Associations of Biomarkers with KFRT and CKD Progression
Over a median follow-up of 8.5 years, 161 participants developed KFRT. In unadjusted analyses, each 2-fold higher baseline level of sTNFR1 was associated with an 8.10-fold greater risk of incident KFRT (95% CI: 6.15, 10.66). This association was robust to adjustment for demographic and clinical factors, and attenuated but remained statistically significant upon further adjustment for baseline GFR and proteinuria (HR=3.66; 95% CI: 2.31, 5.80). Similarly, each 2-fold higher baseline level of sTNFR2 was associated with 5.09 (95% CI: 4.03, 6.43) and 2.29-fold (95% CI: 1.60, 3.29) greater risks of incident KFRT in unadjusted model and Model 4, respectively. The association of TNF-α with incident KFRT was smaller though still significant (HR=1.88 [95% CI: 1.54, 2.29] for unadjusted model; HR=1.35 [95% CI: 1.07, 1.71] for Model 4) whereas IFN-γ was not associated with incident KFRT in any of the models (all p>0.05; Table 3).
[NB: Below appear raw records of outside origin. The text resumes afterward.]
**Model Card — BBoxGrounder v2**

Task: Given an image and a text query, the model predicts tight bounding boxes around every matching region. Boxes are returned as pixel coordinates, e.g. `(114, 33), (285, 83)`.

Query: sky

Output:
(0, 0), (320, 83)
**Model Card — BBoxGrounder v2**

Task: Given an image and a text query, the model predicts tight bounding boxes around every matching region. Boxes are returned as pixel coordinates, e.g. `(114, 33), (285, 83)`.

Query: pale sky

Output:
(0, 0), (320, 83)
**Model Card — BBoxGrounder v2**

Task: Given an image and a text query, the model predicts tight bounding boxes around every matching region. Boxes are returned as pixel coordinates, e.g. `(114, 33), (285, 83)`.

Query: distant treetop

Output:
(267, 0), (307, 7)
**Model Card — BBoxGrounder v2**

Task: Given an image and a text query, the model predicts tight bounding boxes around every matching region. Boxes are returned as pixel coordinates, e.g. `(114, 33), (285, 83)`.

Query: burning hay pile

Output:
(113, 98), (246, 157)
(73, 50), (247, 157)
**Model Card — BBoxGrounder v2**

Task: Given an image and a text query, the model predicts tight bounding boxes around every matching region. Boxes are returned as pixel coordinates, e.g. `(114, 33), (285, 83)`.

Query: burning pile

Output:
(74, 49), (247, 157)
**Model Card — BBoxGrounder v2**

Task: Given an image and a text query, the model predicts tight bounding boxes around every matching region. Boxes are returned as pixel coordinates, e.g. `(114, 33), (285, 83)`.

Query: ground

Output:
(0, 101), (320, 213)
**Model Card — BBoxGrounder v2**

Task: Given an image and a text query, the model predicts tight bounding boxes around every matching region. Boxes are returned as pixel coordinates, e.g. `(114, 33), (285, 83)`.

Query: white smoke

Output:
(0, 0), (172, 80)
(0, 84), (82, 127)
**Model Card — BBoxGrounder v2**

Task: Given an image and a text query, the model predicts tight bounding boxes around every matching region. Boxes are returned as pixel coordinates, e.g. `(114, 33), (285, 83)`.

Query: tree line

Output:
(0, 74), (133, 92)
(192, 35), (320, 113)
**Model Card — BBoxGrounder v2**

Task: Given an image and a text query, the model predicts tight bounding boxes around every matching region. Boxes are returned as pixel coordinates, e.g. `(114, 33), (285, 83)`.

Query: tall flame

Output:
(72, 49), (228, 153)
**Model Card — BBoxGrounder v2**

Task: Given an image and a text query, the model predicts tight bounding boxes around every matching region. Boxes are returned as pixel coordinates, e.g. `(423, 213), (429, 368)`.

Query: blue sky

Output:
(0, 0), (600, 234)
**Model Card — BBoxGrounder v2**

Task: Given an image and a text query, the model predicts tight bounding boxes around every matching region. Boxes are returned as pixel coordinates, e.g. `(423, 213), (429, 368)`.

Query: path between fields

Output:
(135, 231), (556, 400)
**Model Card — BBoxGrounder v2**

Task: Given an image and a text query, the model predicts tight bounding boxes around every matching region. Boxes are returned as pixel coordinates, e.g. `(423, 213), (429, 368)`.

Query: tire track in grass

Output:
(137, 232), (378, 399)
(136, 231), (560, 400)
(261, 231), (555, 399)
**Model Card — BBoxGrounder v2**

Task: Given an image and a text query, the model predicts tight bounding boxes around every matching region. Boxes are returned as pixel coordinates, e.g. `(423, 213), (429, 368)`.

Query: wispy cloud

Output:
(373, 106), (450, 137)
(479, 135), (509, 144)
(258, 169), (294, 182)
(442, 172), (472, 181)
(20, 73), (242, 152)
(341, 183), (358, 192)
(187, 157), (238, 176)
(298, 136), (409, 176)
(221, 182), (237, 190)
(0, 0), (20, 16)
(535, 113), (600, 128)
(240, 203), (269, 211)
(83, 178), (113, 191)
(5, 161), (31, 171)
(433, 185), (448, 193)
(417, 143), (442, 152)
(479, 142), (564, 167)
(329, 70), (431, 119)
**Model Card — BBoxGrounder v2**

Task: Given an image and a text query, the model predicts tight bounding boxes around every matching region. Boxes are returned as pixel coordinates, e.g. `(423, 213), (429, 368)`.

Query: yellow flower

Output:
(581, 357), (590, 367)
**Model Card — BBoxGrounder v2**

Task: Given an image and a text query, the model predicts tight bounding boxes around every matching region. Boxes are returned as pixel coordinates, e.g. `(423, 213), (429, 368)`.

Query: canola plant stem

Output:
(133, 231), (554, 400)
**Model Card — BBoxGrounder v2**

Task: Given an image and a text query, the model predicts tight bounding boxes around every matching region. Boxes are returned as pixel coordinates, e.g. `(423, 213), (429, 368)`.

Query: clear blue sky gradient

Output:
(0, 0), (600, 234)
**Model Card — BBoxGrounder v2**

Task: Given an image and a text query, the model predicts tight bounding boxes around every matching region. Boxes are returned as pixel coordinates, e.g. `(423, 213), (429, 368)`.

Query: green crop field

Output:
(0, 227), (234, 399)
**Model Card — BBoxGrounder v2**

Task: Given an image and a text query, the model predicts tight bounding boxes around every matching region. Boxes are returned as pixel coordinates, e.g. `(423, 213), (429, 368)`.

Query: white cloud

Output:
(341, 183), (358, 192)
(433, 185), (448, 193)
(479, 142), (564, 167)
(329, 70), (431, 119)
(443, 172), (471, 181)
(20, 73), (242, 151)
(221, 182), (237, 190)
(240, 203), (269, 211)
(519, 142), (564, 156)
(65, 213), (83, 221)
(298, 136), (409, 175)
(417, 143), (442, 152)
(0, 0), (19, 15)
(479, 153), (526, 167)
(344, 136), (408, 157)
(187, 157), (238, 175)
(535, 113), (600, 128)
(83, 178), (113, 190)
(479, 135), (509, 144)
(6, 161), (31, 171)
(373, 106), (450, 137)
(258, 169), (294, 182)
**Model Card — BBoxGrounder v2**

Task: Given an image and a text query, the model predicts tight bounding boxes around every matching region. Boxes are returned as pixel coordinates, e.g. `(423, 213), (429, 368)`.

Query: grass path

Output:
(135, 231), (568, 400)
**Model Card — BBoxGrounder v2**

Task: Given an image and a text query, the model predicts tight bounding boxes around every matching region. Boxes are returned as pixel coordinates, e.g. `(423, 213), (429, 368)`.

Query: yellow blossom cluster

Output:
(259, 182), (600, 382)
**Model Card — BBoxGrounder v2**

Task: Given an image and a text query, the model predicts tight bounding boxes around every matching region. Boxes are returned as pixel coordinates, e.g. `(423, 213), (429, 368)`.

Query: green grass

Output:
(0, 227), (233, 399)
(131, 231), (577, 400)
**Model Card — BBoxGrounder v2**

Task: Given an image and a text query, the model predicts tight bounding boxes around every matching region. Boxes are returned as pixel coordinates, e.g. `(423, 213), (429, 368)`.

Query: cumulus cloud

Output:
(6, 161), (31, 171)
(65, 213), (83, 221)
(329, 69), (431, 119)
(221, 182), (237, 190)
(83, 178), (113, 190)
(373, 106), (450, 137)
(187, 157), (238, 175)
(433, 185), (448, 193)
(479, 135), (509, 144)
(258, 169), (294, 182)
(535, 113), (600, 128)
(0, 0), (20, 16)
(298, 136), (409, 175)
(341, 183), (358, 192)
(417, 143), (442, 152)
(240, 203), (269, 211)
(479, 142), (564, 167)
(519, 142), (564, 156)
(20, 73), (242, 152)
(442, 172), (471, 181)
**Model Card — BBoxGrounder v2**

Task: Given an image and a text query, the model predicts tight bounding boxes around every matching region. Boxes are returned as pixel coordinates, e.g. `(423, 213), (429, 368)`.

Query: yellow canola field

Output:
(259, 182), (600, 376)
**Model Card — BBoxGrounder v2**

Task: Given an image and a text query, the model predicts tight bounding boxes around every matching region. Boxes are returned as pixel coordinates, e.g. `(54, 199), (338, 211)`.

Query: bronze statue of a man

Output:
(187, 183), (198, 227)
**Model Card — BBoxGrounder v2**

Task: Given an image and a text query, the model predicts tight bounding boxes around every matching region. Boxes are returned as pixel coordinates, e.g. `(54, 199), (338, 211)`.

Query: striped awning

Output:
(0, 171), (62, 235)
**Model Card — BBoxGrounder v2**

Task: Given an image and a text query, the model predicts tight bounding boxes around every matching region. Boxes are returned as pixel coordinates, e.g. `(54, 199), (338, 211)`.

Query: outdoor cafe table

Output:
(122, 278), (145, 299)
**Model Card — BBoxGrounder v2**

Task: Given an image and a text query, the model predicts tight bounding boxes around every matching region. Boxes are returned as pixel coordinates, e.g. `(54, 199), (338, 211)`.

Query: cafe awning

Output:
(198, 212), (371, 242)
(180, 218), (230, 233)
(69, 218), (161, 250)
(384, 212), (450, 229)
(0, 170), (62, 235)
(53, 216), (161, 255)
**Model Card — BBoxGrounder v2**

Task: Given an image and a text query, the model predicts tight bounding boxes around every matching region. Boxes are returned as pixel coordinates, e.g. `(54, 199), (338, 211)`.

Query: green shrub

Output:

In comparison, the association between suPAR and KFRT in this population was HR=1.39 (95% CI: 1.04, 1.86) per two-fold higher baseline level. Conclusions did not change upon further adjustment for randomized treatment groups or hs-CRP (Supplementary Table 6). In Kaplan-Meier curves, higher tertiles of baseline sTNFR1, sTNFR2, and TNF-α were associated with higher risk of incident KFRT (Figure 2). In additional analyses, the association of sTNFR2 with KFRT appeared stronger among older participants (p-interaction=0.008) and those without baseline proteinuria (p-interaction=0.045). Otherwise, associations did not differ significantly by subgroups (Supplementary Table 7). Finally, accounting for the competing risk of death yielded similar results with the exception of TNF-α, for which the subdistribution HR lost statistical significance but direction of association remained the same (Supplementary Table 8).
Table 3:
Model | n | events | sTNFR1 | sTNFR2 | TNF-α | IFN-γ | ||||
---|---|---|---|---|---|---|---|---|---|---|
Hazard Ratio (95% CI) | p-value | Hazard Ratio (95% CI) | p-value | Hazard Ratio (95% CI) | p-value | Hazard Ratio (95% CI) | p-value | |||
Model 0: Unadjusted | 500 | 161 | 8.10 (6.15, 10.66) | <0.001 | 5.09 (4.03, 6.43) | <0.001 | 1.88 (1.54, 2.29) | <0.001 | 1.11 (0.98, 1.25) | 0.10 |
Model 1: Adjusted for age and sex | 500 | 161 | 7.44 (5.59, 9.89) | <0.001 | 4.63 (3.63, 5.91) | <0.001 | 1.69 (1.39, 2.07) | <0.001 | 1.08 (0.96, 1.22) | 0.19 |
Model 2: Model 1 + systolic BP, BMI, and current smoking | 500 | 161 | 8.30 (6.06, 11.35) | <0.001 | 4.98 (3.82, 6.50) | <0.001 | 1.69 (1.39, 2.07) | <0.001 | 1.08 (0.96, 1.22) | 0.19 |
Model 3: Model 2 + GFR | 500 | 161 | 4.90 (3.16, 7.62) | <0.001 | 2.76 (1.97, 3.86) | <0.001 | 1.31 (1.05, 1.64) | 0.02 | 1.09 (0.96, 1.23) | 0.18 |
Model 4: Model 3 + log2(urine PCR) | 500 | 161 | 3.66 (2.31, 5.80) | <0.001 | 2.29 (1.60, 3.29) | <0.001 | 1.35 (1.07, 1.71) | 0.01 | 1.03 (0.91, 1.16) | 0.69 |
Model 5: Model 4 + APOL1 risk status and European ancestry | 333 | 112 | 3.83 (2.21, 6.61) | <0.001 | 2.53 (1.63, 3.95) | <0.001 | 1.28 (0.97, 1.70) | 0.09 | 1.02 (0.88, 1.18) | 0.81 |
Hazard ratios are per 2-fold higher baseline level of each biomarker.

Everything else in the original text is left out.